Crispell Memorial French Church and Burying Ground
The Crispell Memorial French Church, to the surprise of many, is actually a 1972 reconstructed interpretation of the first 1717 stone church in New Paltz. The original church, which was also used as a school, served the early settlement for 56 years when a larger church was built to accommodate the growing congregation. The church is named for Antoine Crispell, one of the twelve founders of New Paltz. The adjacent Burying Ground contains many graves of the original 12 founding families of New Paltz. The last burial took place here in 1864.
The LeFevre House, also known as the 1799 House, was built in 1799 by Ezekiel Elting, a descendent of one of the original Patentees that founded the village of New Paltz. The stone-and-brick, Federal-style structure was designed to function as both a residence and as a store. It’s size, symmetry, building materials (partially brick versus all field stone) and location (across from the now gone ferry landing) each demonstrated the growing prosperity of the Elting family, the New Paltz village and the United States.
Jean Hasbrouck House
Jean Hasbrouck, one of the original 12 founders of New Paltz, constructed this charming house over two decades, completing it around 1712. For many years, the family operated a general store on the ground floor. The house remained in the Hasbrouck family until 1899 when it was sold to the local preservation organization known as the Huguenot Monumental, Historical and Patriotic Society (today known as Historic Huguenot Street). It has been operated as a museum since 1899.
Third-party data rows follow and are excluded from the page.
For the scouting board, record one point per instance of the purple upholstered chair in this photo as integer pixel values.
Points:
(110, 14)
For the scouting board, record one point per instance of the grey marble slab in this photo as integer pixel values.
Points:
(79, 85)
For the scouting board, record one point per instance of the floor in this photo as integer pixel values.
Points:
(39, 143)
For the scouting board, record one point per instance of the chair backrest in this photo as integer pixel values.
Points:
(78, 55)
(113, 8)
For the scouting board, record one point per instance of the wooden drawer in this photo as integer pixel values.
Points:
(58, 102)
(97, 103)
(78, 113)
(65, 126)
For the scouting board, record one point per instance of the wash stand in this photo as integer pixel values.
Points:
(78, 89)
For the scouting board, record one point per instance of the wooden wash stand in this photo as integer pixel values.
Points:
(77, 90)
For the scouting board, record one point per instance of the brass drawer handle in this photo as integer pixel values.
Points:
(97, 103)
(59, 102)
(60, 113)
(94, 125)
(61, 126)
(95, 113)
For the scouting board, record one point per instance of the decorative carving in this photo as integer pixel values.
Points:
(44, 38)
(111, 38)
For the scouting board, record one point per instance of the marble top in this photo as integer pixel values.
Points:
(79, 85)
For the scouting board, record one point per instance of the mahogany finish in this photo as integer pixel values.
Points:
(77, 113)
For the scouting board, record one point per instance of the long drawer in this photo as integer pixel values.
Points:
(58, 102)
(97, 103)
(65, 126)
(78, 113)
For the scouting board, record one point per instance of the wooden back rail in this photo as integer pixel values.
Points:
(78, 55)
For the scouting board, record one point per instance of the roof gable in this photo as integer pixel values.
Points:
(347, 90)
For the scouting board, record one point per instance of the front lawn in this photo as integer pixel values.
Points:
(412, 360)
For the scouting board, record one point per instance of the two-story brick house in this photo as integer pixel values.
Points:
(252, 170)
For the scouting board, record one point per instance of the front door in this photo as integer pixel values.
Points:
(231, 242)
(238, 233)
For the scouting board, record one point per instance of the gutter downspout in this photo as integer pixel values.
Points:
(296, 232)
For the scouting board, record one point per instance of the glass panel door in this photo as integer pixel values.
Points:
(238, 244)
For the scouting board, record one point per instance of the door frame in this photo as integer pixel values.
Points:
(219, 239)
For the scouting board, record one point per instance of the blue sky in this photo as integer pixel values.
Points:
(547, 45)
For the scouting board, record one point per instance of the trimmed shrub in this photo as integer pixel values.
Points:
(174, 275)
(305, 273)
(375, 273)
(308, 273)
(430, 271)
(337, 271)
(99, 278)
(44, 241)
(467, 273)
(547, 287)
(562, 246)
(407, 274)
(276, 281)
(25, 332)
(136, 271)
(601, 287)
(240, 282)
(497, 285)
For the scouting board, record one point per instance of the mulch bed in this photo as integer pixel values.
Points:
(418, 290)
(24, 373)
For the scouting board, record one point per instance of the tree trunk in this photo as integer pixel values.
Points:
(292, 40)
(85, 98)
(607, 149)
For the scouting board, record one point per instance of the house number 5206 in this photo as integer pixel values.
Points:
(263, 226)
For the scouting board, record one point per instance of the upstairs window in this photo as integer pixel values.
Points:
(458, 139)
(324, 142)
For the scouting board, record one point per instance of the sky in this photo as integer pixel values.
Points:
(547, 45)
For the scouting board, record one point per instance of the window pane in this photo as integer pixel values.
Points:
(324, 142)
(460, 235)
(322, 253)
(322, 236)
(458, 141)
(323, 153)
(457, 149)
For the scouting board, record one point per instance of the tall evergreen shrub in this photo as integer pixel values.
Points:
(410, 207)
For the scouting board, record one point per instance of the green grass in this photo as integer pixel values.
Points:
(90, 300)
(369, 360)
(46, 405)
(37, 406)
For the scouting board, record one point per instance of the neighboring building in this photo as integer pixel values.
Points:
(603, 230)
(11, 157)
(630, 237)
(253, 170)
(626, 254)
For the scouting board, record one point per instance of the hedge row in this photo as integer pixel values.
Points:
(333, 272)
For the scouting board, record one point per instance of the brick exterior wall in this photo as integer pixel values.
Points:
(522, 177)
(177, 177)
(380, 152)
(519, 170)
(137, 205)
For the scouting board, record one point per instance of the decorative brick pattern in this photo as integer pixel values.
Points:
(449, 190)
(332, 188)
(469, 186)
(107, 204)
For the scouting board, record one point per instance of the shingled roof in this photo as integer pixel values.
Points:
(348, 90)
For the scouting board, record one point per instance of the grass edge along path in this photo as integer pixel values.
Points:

The Bevier-Elting House was constructed in 1698 by Louis Bevier, one of the 12 founders of New Paltz. In 1760, Samuel Bevier, Louis Bevier’s son, sold the house to Josiah Elting. It is believed that the Elting family utilized one room of the house to operate a general store. Remarkably, the house remained in the Bevier-Elting families until 1963, when it was sold to the Huguenot Historical Society.
Abraham Hasbrouck House
Daniel Hasbrouck (1692-1759), son of Abraham Hasbrouck (one of the original 12 founders of New Paltz), constructed this charming house in the 1720s and 1730s. The house remained in the Hasbrouck family until 1911, after which it was sold several times and eventually purchased by the Huguenot Historical Society.
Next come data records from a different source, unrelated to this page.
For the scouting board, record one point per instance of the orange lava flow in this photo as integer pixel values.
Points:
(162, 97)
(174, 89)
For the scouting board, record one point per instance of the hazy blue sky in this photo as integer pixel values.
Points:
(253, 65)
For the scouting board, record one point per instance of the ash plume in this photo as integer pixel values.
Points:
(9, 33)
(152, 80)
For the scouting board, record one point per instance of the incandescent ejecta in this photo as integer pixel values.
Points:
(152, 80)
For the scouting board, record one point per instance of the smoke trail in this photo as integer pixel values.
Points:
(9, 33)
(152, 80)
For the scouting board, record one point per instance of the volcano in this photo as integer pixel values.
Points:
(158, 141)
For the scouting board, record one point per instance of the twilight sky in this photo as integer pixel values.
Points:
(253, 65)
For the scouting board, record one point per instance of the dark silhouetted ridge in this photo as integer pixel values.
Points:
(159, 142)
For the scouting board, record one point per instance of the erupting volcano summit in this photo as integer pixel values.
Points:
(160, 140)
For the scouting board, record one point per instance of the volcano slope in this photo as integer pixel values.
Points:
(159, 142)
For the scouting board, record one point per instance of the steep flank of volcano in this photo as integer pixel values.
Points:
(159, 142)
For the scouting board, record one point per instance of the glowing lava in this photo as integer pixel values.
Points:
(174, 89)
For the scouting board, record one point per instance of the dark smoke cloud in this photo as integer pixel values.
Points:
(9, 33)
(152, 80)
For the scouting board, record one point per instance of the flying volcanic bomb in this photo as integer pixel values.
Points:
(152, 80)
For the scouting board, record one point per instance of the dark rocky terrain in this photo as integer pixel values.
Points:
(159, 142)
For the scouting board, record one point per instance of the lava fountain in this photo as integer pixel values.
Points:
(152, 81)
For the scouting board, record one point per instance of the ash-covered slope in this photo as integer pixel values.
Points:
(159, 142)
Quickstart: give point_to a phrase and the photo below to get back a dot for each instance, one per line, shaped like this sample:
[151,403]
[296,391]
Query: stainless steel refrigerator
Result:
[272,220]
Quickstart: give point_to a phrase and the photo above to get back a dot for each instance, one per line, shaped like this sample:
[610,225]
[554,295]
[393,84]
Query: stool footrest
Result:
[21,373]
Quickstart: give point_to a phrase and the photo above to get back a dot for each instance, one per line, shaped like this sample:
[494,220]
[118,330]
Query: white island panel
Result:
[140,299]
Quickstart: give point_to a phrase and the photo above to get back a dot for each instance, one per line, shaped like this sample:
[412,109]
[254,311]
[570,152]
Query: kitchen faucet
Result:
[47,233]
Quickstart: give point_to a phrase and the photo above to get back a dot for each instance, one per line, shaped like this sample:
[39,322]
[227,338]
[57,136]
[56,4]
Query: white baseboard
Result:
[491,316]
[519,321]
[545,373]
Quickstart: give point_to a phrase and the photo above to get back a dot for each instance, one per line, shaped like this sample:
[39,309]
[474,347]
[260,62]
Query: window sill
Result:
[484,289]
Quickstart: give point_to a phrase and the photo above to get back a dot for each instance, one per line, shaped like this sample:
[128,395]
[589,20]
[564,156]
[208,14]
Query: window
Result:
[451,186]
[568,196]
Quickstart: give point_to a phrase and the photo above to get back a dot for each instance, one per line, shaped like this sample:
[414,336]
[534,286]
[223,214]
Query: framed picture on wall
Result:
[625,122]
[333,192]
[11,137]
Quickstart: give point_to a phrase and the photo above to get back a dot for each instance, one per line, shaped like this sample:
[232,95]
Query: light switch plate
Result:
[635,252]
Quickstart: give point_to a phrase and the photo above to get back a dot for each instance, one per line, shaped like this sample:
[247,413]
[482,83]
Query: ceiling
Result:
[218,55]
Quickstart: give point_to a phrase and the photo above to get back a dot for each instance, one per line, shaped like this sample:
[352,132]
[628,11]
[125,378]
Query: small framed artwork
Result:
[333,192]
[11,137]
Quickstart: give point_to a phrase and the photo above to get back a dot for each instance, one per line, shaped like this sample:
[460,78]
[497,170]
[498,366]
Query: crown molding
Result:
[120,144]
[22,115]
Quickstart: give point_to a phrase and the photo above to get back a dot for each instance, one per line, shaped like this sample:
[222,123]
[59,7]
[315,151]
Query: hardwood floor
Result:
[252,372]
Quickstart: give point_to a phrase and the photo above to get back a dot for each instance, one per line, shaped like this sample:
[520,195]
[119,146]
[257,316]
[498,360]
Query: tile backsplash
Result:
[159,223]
The New Paltz Patent approved by the Governor required the settlers to construct a fort as part of the community. In response, in order to meet this requirement and despite good relations with local Native Americans, the DuBois House, also known as the DuBois Fort or the Old Fort, was constructed in 1705. Although it was designed as a place of refuge, it contained little fortification other than a few gun ports but did meet the letter of the law. It was never used in armed conflict. The house was constructed by Daniel Dubois, the grandson of Louis DuBois, one of the original 12 founders of New Paltz. Remarkably, the house remained in the Dubois family until 1968, or 263 years, when it was sold to the Huguenot Historical Society. Today, the Dubois Fort serves as the visitor center for the Huguenot Historic District.
Hugo Freer, one of the original 12 founders of New Paltz, built the 1½ story home in 1694, with Hugo’s descendants adding rooms in 1735 and 1776. Hugo was a prominent member of the community, including being named deacon of the first church in the village. Hugo is buried in the nearby Crispell Memorial French Church and Burying Ground. In 1720, Hugo’s granddaughter Sarah and husband Johannes Louw inherited the house. The house then remained in the Low family until the early 20th century, changed hands several times outside the family before being purchased in 1955 by the Huguenot Historical Society.